Zu begrüßen ist die Entwicklung, dass mittlerweile jeder dritte Fußball-Bundesligaverein ein eigenes E-Sport-Team unterhält. Der Fokus liegt hier aber klar auf der FIFA-Spielserie, in den meisten Fällen fehlt es am Transfer auf andere (e-)Sportarten und Titel. Dies liegt sicher am noch teilweise fehlenden Verständnis für Spiele außerhalb der klassischen Sportgenres. Langsam setzt sich aber hier die Erkenntnis durch, dass es sich bei allen E-Sport-Titeln viel mehr um die richtige Strategie, koordiniertes Teamplay, gutes Timing und die passende Ausrüstung dreht.
Professionelle E-Sport-Teams in Deutschland unterliegen – nicht nur durch den Einstieg der Fußball-Bundesligisten – einem strukturellen Wandel. Einige von ihnen sind beispielsweise in internationalen Organisationen aufgegangen.
Dennoch bietet der deutsche Markt mit vielen Talenten, einer hohen E-Sport-Begeisterung und dem weltweit größten Veranstalter mit der ESL enormes Potenzial und Know-how. Daher sehe ich die Zukunft für erfolgreiche deutsche Vereine oder Teams positiv.
Können Sie sich denn eine Verbreitung an Schulen (E-Sport als Unterrichtsfach) vorstellen, ähnlich wie es in Schweden der Fall ist?
Das Problem hierbei sehe ich vielmehr in der Digitalisierung der Schulen. E-Sport als Unterrichtsfach ist ja nur möglich, wenn die digitale Infrastruktur an den Schulen die Arbeit mit Hardware, Equipment und Internetverbindung in einer Form zulässt, dass man sich überhaupt mit dem Thema auseinandersetzen kann. Diese Grundvoraussetzung ist in Deutschland aktuell flächendeckend schlicht nicht gegeben.

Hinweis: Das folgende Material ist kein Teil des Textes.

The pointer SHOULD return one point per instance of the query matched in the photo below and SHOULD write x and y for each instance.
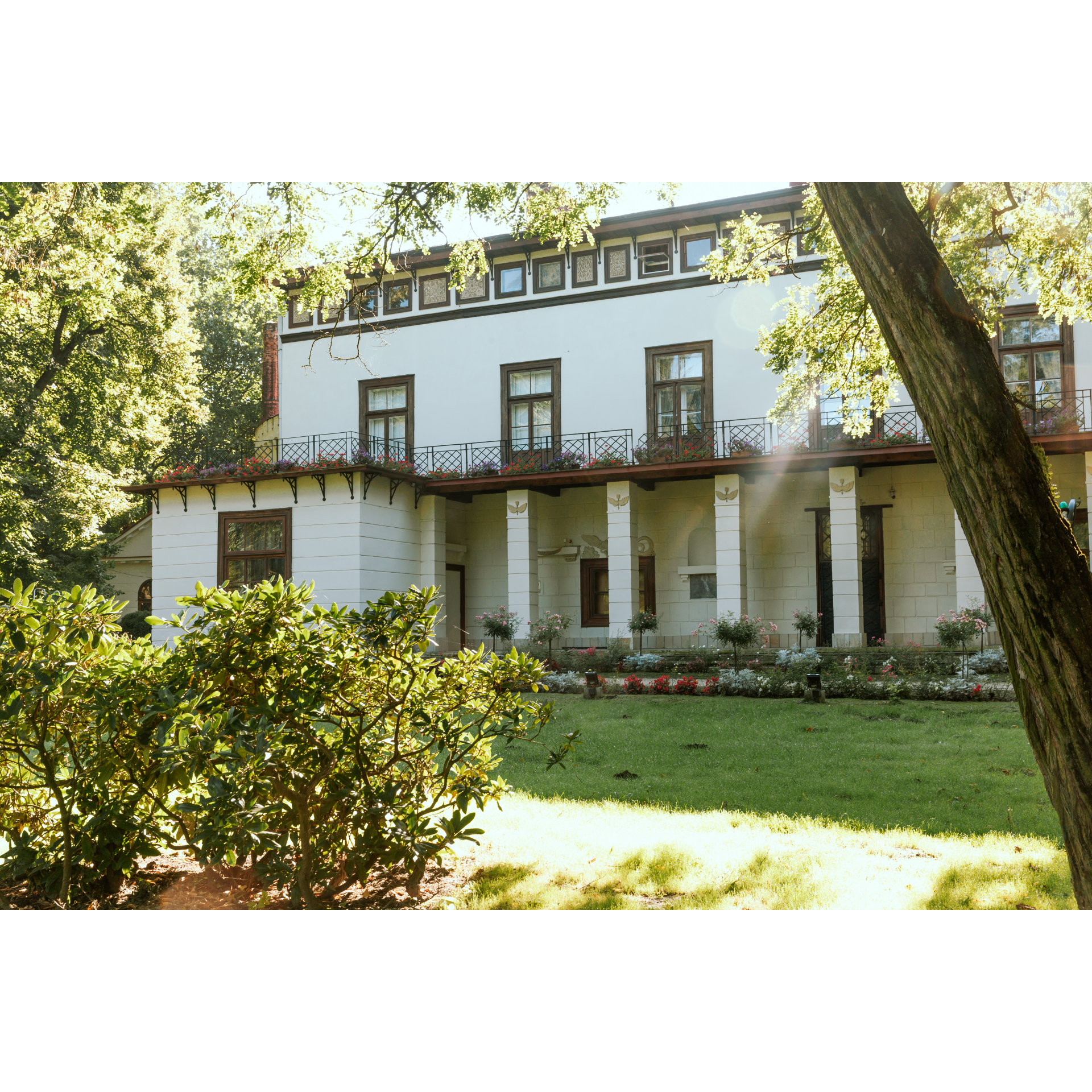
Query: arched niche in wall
(701, 547)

Wie sieht die Zukunft für einen E-Sport-Weltverband aus?
E-Sport wird weiter wachsen, aktuell auch ohne Olympia. Trotzdem wäre die Vorstellung sehr charmant und eine Win-Win-Situation, wenn die Strukturen, die gegenseitige Unterstützung und die gesellschaftliche Breite durch eine Anerkennung als Sport und die Einbindung in Olympia gelingen würden. Die Gründung des nationalen E-Sports-Verbands ESBD war hierzu ein wichtiger Schritt. Hier bewegt sich viel, allerdings müssen sich einige Strukturen in diesem Bereich noch finden.
Spezifische Charakteristika des Marktes sind allerdings das Ringen zwischen Entwicklern, Publishern, Betreibern und Turnierveranstaltern um Trade-offs und finanzielle Aspekte. Der elektronische Sport ist eben kein analoges, statisches „Gemeingut“ wie der Fußball. Unabhängig davon helfen gemeinsame Plattformen, Organisationen und Ambitionen dem E-Sport, weiter zu wachsen.
Wir danken Herrn Wirsing für das interessante und informative Gespräch!
Ralf Wirsing ist Managing Director bei Ubisoft Deutschland und Vorstandsvorsitzender des game-Verbands.